Following this consultation, Johnson wrote to Parkhurst: “You will at once arrest as many persons as you in your judgment may believe will have a proper effect upon the spirit of insubordination which seems to prevail in that community.”

Parkhurst lost no time in arresting 12 leading citizens on no more evidence than their political opinions.

The town was subjected to more searches and some too hundred additional guns of various types were confiscated. The men were taken to the state prison in Nashville and were released several days later after posting bonds of $10,000 each.

Demonstrations of sentiment, large and small, kept the town on edge.

May turned into June and the folks of Murfreesboro endured the fate dealt them while the nightmare continued.

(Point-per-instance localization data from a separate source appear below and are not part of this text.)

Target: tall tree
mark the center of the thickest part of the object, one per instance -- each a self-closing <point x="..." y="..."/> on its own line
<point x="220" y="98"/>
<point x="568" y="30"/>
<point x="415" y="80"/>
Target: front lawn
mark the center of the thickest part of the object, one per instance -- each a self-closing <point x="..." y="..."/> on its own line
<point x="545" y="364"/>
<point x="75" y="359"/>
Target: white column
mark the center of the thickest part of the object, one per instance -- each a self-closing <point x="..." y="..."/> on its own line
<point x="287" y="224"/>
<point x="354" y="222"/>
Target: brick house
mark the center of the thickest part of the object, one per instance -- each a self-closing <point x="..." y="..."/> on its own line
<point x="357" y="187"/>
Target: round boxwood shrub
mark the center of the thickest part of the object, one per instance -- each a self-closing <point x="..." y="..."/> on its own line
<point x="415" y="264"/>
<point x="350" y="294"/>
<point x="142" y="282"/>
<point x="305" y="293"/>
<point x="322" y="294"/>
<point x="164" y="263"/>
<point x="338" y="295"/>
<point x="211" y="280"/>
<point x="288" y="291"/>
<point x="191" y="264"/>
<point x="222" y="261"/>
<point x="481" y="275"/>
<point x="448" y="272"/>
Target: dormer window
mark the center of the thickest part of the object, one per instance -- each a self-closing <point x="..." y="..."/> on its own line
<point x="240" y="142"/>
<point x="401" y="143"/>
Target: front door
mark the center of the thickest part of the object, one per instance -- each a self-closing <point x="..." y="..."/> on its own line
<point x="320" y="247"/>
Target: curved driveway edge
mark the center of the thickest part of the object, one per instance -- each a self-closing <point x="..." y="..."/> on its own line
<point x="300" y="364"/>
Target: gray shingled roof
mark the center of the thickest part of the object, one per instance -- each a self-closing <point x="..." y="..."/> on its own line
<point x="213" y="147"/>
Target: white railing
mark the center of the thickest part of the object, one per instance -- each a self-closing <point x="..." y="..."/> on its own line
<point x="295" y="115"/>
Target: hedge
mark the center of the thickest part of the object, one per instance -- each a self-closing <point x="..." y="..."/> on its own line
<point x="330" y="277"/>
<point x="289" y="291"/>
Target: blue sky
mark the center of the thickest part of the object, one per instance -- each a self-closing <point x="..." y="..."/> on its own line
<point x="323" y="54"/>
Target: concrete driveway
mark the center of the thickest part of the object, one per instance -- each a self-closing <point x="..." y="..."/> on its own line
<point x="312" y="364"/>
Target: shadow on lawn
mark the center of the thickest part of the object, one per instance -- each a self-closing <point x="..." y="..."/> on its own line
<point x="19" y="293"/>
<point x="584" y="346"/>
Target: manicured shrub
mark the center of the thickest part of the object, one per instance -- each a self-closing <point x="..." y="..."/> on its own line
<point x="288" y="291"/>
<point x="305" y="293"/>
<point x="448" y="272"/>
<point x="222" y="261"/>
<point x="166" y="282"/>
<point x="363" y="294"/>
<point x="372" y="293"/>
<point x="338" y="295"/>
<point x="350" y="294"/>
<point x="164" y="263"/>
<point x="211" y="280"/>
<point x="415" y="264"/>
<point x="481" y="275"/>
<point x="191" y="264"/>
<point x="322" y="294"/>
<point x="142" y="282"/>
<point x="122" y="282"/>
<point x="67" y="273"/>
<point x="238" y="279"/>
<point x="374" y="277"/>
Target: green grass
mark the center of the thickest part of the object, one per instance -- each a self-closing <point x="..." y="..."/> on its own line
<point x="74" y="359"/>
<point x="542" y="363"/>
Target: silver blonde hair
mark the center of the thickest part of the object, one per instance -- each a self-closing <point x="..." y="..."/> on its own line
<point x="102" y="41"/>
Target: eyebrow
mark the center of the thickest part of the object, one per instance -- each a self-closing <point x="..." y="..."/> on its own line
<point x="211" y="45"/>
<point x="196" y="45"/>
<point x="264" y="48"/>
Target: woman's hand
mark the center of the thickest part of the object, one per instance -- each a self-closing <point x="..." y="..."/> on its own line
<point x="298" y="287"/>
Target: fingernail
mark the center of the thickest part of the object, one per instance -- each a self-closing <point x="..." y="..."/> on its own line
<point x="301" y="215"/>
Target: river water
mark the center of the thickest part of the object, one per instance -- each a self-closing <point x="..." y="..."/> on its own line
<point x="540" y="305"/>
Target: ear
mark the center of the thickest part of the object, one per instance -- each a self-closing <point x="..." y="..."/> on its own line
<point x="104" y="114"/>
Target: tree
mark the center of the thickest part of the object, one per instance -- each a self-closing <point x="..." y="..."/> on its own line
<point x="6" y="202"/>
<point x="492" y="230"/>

They could only hope and dream of a better tomorrow.

They would have been heartened to know that their dreams would soon be reality on July 13 with the arrival of Nathan Bedford Forrest and his cavalry force who would return the town to Confederate rule.

Nor did any of their dreams even hint that this same town would later boast of a visit by President Jefferson Davis or of having the so-called social event of the Confederacy, namely the wedding of Murfreesboro’s own belle, Martha Ready to the dashing, daring cavalryman from Kentucky, Gen. John Hunt Morgan before the end of the year.

They could not know their dreams would again become a major nightmare following the bloody Battle of Stones River, leaving more than 23,000 dead and wounded for the townspeople to nurse, feed, and bury, along with their own loved ones.

And that the nightmare would continue and Murfreesboro would remain under Federal rule for the duration of the war.